0
$\begingroup$

Let $A,A'$ two affine subspaces of a finite Euclidean Vectorspace $V$. Let $p,p'$ two points, such that $d(A,p)=d(A',p')$. $\dim(A)=\dim(A')$

I would like to show that there exists a movement $\alpha:V->V$ such that $\alpha(A)=A'$ and $\alpha(p)=p'$

I only know, if $\alpha$ is a movement, then the following properties hold:

(1) $d(\alpha(v),\alpha(w))=d(v,w)$

(2) $\alpha$ is affine

(3) $\alpha$ affine and for a basis $a_1,..,a_n$ it holds that $d(\alpha(a_i),\alpha(a_j))=d(a_i,a_j)$

How can I use this to prove the statement above ?

  • 0
    yes,$d$is the euclidean2012-12-02

1 Answers 1

0

Affine functions are just compostions of translations and linear transformations. So you may just adhere some translations to an orthogonal transformation to achieve your goal.

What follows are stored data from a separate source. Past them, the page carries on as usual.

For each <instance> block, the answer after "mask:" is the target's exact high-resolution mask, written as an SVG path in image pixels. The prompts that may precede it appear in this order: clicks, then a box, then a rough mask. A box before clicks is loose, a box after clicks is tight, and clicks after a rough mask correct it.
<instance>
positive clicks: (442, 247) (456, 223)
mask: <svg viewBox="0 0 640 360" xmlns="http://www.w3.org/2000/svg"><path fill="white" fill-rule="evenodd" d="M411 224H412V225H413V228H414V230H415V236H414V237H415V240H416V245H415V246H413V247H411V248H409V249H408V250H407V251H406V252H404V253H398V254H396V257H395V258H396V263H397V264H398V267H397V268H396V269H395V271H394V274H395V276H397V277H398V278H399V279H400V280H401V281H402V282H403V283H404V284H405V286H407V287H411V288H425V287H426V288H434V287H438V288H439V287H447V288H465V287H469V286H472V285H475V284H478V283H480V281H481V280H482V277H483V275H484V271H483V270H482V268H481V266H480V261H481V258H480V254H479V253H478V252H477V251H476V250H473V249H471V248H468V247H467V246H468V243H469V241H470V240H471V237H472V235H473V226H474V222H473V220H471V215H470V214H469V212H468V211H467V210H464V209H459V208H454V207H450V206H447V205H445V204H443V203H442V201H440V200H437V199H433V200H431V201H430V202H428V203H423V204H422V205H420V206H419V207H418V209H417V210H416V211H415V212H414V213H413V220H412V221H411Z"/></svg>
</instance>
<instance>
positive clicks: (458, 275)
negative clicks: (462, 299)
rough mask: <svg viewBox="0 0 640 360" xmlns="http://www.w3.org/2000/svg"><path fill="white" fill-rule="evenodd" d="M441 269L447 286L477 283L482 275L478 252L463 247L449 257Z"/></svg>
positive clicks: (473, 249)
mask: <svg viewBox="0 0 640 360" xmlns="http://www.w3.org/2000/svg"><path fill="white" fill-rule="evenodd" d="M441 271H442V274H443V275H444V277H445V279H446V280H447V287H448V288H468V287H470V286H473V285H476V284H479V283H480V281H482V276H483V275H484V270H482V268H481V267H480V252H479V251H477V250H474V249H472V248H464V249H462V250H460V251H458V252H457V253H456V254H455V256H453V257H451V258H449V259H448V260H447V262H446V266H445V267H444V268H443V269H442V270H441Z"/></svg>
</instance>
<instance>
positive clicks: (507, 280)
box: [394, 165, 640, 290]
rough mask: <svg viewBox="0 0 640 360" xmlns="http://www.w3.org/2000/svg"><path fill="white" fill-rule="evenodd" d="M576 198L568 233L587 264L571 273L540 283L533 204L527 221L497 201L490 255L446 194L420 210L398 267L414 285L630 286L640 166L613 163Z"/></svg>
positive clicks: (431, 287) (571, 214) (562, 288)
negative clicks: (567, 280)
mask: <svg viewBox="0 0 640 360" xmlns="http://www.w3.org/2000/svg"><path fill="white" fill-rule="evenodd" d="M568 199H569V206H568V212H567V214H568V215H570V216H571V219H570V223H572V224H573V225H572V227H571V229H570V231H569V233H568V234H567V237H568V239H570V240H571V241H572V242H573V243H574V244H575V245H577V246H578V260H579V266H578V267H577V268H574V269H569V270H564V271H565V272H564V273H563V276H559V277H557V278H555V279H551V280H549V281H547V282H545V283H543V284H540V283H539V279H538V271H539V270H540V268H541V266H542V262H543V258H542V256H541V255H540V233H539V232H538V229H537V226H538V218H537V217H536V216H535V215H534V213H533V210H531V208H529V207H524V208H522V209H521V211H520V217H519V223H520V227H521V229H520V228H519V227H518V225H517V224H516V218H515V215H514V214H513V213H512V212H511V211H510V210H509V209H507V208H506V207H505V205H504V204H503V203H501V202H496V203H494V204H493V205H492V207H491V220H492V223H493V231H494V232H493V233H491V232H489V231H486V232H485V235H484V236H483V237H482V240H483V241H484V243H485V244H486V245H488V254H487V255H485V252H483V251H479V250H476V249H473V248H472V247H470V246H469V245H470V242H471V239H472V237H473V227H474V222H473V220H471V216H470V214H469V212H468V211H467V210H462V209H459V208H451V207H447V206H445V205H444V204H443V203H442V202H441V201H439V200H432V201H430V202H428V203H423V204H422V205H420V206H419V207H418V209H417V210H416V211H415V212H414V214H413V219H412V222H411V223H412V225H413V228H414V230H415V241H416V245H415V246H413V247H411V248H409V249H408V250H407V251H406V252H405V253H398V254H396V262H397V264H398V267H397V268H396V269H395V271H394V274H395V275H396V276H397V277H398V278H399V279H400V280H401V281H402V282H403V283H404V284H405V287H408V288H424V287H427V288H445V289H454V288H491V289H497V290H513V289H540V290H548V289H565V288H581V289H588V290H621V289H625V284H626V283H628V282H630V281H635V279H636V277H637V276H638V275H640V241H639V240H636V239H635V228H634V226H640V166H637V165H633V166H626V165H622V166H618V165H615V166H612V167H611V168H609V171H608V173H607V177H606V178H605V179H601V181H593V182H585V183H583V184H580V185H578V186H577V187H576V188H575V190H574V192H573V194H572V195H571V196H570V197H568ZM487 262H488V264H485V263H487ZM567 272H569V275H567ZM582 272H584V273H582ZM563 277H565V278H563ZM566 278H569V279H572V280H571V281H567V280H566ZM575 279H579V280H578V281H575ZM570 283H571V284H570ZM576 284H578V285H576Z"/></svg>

Specifically, take an orthonormal basis $\{u_1,\ldots,u_m\}\ (m=\dim A)$ of $A$ and an orthonormal basis $\{v_1,\ldots,v_m\}$ of $A'$. Complete them to two orthonormal bases $\{u_1,\ldots,u_n\}\ (n=\dim V)$ and $\{v_1,\ldots,v_n\}$ of $V$. For any $x\in V$, define $\alpha(x) = p' + \sum_i \lambda_iv_i$ whenever $x-p=\sum_i \lambda_iu_i$. Now you are done.